Let x^2 = u and ln(x^2) = 2 ln x = v
f'(x) = u dv/dx + v du/dx
f'(x) = x^2*(2/x) + 2x *2 ln x)
= 2x + 4 x ln x = 2 x (ln x + 1)
y = (x^2) ln(x^2)
but ln(x^2) = 2 ln x
so
y = 2(x^2)ln x
dy/dx = 2(x^2) dy/dx (ln(x)) + 2 ln(x)dy/dx(x^2)
= 2 x^2 (1/x) + 2 ln x (2 x)
=2x +4x ln x
=2x(1+2lnx)
My last equation was wrong.
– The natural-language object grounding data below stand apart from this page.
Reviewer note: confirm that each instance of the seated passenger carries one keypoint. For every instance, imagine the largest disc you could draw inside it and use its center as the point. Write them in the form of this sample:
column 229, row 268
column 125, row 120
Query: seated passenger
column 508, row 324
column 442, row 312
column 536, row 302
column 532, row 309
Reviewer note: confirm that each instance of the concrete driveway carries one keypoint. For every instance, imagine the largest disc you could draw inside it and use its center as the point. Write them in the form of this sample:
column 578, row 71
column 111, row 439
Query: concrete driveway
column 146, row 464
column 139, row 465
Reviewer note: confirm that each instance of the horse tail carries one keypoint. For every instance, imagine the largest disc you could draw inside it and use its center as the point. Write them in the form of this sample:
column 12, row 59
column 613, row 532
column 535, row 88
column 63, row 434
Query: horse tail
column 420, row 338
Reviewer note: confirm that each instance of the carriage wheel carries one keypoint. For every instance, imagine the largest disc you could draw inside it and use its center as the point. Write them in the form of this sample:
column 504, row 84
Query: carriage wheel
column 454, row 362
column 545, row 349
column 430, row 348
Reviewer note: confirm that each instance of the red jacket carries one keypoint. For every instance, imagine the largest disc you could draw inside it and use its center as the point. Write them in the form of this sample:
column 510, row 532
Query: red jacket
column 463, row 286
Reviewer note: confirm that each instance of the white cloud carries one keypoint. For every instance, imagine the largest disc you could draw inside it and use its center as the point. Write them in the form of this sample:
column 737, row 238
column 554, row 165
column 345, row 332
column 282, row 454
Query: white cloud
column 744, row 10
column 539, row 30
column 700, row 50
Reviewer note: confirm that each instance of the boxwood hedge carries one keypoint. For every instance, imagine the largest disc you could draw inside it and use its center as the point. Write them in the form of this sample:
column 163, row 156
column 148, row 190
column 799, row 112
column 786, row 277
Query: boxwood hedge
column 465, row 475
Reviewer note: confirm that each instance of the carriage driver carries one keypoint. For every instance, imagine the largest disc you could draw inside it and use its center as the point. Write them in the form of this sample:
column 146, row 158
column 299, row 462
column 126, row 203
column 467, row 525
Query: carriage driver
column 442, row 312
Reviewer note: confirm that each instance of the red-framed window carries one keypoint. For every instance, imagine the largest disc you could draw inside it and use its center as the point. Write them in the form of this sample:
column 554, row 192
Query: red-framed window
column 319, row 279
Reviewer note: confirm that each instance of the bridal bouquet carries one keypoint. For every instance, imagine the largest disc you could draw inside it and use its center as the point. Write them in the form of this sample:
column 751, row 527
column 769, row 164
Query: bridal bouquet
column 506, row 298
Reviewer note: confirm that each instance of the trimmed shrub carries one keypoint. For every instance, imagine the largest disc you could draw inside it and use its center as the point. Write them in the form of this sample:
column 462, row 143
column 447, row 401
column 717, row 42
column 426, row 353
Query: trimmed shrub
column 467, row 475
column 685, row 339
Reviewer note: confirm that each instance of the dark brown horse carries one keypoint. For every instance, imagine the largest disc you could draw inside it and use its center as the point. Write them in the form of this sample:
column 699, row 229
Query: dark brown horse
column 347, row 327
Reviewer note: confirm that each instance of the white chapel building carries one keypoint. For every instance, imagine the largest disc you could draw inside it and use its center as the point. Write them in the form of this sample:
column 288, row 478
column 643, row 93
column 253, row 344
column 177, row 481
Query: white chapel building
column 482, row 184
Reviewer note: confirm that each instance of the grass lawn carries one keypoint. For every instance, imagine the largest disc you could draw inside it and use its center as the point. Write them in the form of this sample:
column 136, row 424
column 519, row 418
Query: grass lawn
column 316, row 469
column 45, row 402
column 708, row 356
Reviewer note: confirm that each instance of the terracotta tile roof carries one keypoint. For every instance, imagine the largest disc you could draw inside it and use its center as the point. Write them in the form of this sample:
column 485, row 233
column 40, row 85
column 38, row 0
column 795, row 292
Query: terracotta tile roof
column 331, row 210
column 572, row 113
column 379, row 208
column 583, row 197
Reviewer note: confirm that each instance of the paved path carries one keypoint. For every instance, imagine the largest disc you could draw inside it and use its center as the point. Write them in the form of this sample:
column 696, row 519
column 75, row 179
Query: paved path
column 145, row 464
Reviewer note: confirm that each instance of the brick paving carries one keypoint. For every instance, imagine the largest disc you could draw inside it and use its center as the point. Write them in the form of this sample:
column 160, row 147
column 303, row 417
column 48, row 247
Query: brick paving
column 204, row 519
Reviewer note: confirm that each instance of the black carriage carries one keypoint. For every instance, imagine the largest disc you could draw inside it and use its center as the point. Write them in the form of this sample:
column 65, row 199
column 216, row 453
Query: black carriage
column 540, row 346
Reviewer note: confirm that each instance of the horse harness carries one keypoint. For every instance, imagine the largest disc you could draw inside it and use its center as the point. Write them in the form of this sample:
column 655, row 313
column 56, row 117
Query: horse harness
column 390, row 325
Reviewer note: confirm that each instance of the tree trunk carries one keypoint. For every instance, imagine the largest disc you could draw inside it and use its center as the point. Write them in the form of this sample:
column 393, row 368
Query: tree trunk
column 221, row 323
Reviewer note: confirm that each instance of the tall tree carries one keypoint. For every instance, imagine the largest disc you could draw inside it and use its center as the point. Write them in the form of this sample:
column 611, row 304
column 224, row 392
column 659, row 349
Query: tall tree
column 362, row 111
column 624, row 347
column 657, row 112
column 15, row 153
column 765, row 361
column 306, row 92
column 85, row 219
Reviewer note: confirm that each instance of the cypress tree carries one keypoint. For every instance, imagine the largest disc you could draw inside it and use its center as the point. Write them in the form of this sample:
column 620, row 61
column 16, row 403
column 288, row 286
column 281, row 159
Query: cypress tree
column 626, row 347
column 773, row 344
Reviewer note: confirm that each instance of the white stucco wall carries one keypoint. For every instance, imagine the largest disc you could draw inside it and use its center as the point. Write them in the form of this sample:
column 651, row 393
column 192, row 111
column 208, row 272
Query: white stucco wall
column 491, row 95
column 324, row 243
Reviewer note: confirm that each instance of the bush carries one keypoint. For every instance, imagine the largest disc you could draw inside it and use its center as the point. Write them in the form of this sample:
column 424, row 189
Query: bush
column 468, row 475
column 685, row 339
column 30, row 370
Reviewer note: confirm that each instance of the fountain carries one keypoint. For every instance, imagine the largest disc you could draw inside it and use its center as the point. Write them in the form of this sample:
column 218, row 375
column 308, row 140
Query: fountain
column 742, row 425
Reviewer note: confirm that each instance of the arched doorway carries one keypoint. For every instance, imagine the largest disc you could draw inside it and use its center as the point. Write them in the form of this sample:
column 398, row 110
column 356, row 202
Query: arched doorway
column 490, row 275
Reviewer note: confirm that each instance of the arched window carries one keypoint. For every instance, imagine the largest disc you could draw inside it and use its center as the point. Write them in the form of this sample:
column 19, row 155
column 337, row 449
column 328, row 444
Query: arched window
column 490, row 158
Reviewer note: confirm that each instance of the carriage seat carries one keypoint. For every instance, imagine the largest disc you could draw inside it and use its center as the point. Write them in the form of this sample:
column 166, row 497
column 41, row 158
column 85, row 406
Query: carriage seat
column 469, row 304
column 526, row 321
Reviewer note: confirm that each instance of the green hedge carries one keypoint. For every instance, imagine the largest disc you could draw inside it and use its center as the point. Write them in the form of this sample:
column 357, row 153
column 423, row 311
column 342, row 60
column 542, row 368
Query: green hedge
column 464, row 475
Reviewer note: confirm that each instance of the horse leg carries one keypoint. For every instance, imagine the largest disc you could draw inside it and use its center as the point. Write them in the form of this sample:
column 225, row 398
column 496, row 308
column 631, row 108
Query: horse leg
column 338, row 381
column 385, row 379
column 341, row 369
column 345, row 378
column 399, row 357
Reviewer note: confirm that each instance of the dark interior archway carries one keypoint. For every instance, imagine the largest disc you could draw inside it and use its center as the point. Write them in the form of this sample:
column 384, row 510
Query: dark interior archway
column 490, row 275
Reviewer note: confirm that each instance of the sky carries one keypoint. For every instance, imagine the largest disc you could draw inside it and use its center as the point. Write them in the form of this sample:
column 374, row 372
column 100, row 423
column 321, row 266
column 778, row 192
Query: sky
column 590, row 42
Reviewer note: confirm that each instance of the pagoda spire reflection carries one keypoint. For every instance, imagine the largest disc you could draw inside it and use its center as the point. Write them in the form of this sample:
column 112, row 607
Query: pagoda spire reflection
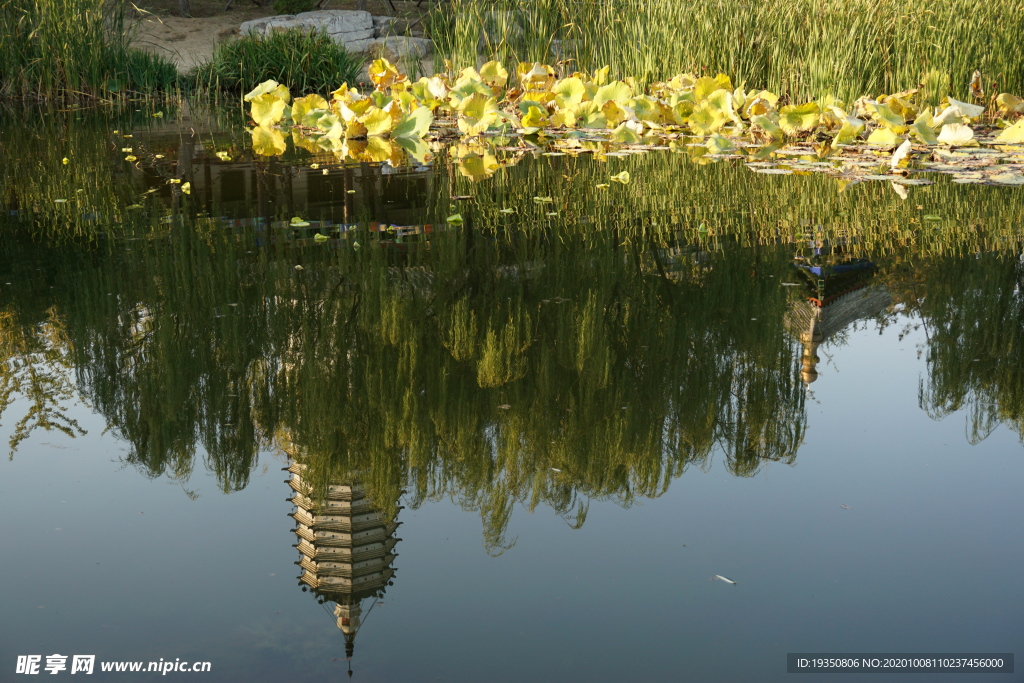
column 837, row 292
column 346, row 548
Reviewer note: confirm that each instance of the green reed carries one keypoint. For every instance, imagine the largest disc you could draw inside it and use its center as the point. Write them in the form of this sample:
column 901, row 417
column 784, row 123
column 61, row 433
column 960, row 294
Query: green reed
column 75, row 49
column 305, row 61
column 804, row 48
Damon is right
To find the derivative of f(x) = x^2 ln(x^2) using the Product Rule, we need to differentiate both the first and second terms separately.
The Product Rule states that if we have two functions u(x) and v(x), the derivative of their product is given by the formula:
(d/dx)(u(x) * v(x)) = u'(x) * v(x) + u(x) * v'(x)
Let's apply the Product Rule to f(x) = x^2 ln(x^2):
First, we need to identify the two functions:
u(x) = x^2
v(x) = ln(x^2)
Now, we differentiate these functions separately:
u'(x) = 2x (using the power rule)
v'(x) = 1 / (x^2) * 2x (using the chain rule)
Now, we plug these values back into the formula:
(d/dx)(x^2 ln(x^2)) = u'(x) * v(x) + u(x) * v'(x)
= (2x) * ln(x^2) + (x^2) * (1 / (x^2) * 2x)
= 2x ln(x^2) + 2x
So, the simplified derivative of f(x) = x^2 ln(x^2) is: 2x ln(x^2) + 2x.